We will review randomised control trials and quasi-experimental designs on interventions relating to physical activity and nutrition in West Africa. Language will be restricted to English and French as these are the most widely spoken languages in the region. No other filters will be applied. Searching will involve four electronic databases — PubMed, Scopus, Africa Journals Online and Cairn.info using natural-language phrases plus reference/citation checking.

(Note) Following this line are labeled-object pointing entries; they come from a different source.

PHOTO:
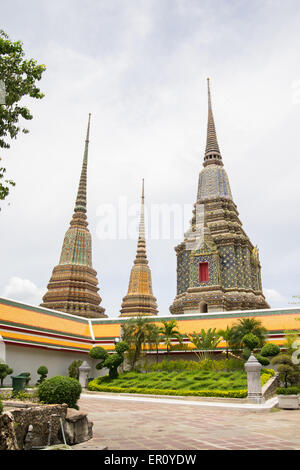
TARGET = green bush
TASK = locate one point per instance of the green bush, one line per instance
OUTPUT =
(152, 391)
(60, 389)
(206, 364)
(42, 371)
(270, 350)
(74, 369)
(28, 377)
(263, 360)
(288, 390)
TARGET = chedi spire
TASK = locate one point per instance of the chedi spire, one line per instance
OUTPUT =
(140, 299)
(73, 286)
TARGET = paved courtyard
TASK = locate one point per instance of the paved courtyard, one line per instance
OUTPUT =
(136, 425)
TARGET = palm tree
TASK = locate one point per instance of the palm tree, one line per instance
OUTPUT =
(155, 338)
(135, 333)
(205, 341)
(246, 326)
(168, 331)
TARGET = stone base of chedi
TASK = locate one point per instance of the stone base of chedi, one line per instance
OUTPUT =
(218, 268)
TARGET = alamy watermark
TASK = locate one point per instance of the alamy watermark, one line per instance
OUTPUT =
(120, 221)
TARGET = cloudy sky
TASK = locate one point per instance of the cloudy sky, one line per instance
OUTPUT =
(140, 68)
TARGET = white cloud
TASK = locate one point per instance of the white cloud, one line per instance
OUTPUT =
(23, 290)
(273, 296)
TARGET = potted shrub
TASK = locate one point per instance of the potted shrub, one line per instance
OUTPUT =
(289, 374)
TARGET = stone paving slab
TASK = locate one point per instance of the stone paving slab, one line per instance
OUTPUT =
(152, 425)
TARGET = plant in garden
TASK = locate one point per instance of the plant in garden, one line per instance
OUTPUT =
(270, 350)
(28, 377)
(60, 389)
(42, 372)
(19, 77)
(136, 332)
(154, 338)
(290, 336)
(289, 373)
(169, 332)
(245, 326)
(205, 341)
(74, 369)
(109, 361)
(226, 335)
(5, 370)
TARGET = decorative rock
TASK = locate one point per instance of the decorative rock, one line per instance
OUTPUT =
(84, 370)
(77, 428)
(253, 368)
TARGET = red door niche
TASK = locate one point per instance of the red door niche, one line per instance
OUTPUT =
(203, 272)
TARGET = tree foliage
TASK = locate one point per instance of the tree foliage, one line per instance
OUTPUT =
(19, 76)
(169, 332)
(205, 341)
(137, 333)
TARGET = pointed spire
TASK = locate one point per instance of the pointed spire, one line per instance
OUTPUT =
(141, 256)
(212, 151)
(79, 216)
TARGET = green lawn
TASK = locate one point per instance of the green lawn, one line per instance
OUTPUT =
(201, 380)
(200, 383)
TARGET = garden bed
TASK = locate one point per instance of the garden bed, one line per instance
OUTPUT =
(231, 384)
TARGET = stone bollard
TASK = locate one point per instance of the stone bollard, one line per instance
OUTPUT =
(84, 370)
(253, 368)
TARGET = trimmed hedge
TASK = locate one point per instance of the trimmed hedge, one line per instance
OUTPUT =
(288, 390)
(60, 389)
(103, 384)
(187, 393)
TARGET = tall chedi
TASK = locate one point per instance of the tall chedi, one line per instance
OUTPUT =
(218, 267)
(73, 287)
(140, 299)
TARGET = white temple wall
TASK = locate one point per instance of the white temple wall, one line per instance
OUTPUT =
(26, 359)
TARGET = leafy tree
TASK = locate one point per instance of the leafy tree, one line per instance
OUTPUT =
(19, 76)
(226, 335)
(205, 340)
(245, 326)
(136, 333)
(251, 341)
(155, 338)
(290, 337)
(289, 373)
(109, 361)
(5, 370)
(169, 332)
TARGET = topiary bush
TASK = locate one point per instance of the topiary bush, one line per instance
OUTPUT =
(270, 350)
(288, 390)
(60, 389)
(42, 371)
(74, 369)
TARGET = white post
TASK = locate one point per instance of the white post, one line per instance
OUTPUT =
(84, 370)
(253, 368)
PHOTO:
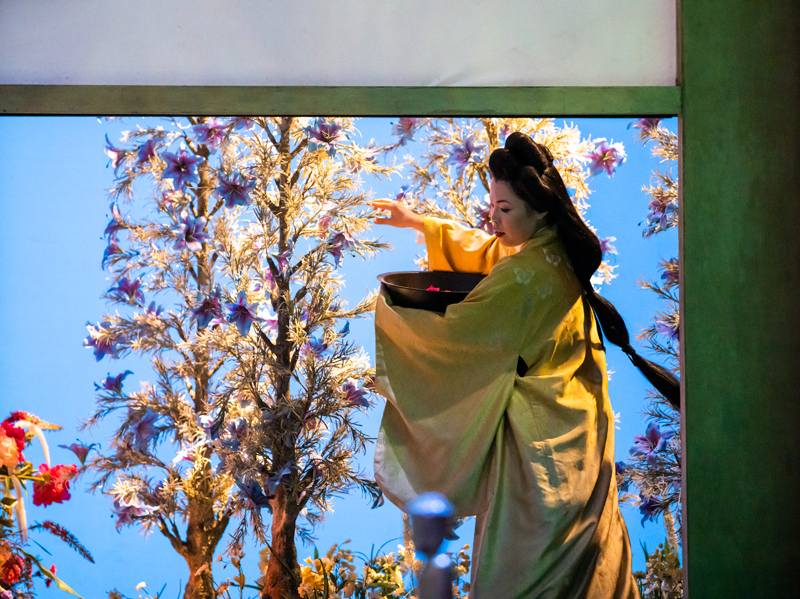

Two reviewers will independently screen results according to titles and abstracts against the inclusion and exclusion criteria to identify eligible studies. Upon full-text review, all selected studies will be assessed using Cochrane’s Collaboration tool for assessing the risk of bias of a study and the ROBINS-I tool before data extraction. Evidence will be synthesised narratively and statistically where appropriate. We will conduct a meta-analysis when the interventions and contexts are similar enough for pooling and compare the treatment effects of the interventions in rural to urban settings and short term to long term wherever possible.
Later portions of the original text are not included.